According to the binding operational directive (BOD 22-01) issued by CISA in November, federal agencies are now required to patch their systems against this actively exploited vulnerability impacting iOS, iPadOS, and macOS devices.
“These types of vulnerabilities are a frequent attack vector for malicious cyber actors of all types and pose significant risk to the federal enterprise,” the cybersecurity agency said.
“Although BOD 22-01 only applies to FCEB agencies, CISA strongly urges all organizations to reduce their exposure to cyberattacks by prioritizing timely remediation of Catalog vulnerabilities as part of their vulnerability management practice.”
Yesterday, CISA also asked FCEB agencies to patch 15 other vulnerabilities tagged as being under active exploitation, with CVE-2021-36934 — a Microsoft Windows SAM (Security Accounts Manager) bug allowing privilege escalation and credential theft — having a February 24th patch deadline.
Third zero-day patched by Apple this year
The CVE-2022-22620 is the third zero-day Apple has patched since the start of 2022 and is a WebKit Use After Free issue exploitable for OS crashes and code execution on vulnerable devices.

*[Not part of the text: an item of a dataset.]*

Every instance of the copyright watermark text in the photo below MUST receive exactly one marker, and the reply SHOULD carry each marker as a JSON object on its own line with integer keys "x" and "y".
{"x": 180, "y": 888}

Successful exploitation enables attackers to execute arbitrary code on iPhones, iPads, and Macs after opening maliciously crafted web pages using Safari.

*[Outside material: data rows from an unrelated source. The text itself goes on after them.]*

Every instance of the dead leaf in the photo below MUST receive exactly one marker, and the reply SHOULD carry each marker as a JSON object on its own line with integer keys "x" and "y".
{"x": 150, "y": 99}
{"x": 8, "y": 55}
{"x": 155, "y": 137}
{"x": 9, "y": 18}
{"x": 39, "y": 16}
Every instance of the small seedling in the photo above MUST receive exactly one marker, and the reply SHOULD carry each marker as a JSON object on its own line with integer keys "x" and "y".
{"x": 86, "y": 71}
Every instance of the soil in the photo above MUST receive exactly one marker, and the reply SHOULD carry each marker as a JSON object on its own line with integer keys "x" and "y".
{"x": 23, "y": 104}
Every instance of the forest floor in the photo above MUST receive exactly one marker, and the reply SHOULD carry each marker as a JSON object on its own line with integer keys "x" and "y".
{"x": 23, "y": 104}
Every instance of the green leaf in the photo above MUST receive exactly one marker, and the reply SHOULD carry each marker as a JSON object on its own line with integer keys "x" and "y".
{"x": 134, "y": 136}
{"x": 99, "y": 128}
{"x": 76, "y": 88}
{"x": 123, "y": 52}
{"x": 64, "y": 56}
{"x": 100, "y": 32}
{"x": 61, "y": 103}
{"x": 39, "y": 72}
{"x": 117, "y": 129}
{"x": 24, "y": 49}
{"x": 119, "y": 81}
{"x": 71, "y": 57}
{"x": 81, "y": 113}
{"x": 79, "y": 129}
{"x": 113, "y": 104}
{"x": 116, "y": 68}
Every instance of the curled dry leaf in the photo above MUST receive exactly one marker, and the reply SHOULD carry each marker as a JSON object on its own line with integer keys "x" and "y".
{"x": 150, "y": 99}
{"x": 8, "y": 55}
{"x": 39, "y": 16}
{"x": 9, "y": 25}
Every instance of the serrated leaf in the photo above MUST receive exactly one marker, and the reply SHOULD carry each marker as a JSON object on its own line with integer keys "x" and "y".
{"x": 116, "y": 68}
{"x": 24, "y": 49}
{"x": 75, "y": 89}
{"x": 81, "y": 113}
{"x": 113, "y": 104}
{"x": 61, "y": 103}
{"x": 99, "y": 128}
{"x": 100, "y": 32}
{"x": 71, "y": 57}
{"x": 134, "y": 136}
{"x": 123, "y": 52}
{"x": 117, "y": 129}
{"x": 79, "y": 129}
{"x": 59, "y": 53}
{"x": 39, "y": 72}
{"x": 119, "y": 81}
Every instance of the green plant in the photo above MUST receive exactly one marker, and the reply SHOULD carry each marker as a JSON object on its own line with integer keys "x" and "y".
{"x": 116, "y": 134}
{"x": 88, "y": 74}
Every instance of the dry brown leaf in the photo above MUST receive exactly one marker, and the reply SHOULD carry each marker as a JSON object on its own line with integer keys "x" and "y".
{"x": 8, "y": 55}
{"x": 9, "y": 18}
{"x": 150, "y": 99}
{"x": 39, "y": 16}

“In particular, all browsers for iOS and iPadOS are based on this open source engine — that is, not only iPhone’s default Safari, but also Google Chrome, Mozilla Firefox and any others,” Kaspersky said today. “So even if you do not use Safari, this vulnerability still affects you directly.”
“Apple is aware of a report that this issue may have been actively exploited,” the company added when describing the zero-day.
Apple has addressed the vulnerability with improved memory management in iOS 15.3.1, iPadOS 15.3.1, and macOS Monterey 12.2.1.
The complete list of impacted devices is quite extensive, and it includes iPhone 6s and later, multiple iPad models, and Macs running macOS Monterey.
Even though this flaw was likely only used in a small number of targeted attacks, it’s still highly recommended to install the updates as soon as possible to block potential attack attempts, just as CISA urged earlier today.
In January, Apple also patched two other actively exploited zero-days that can let attackers track browsing activity and users’ identities in real-time (CVE-2022-22594) and gain arbitrary code execution with kernel privileges (CVE-2022-22587).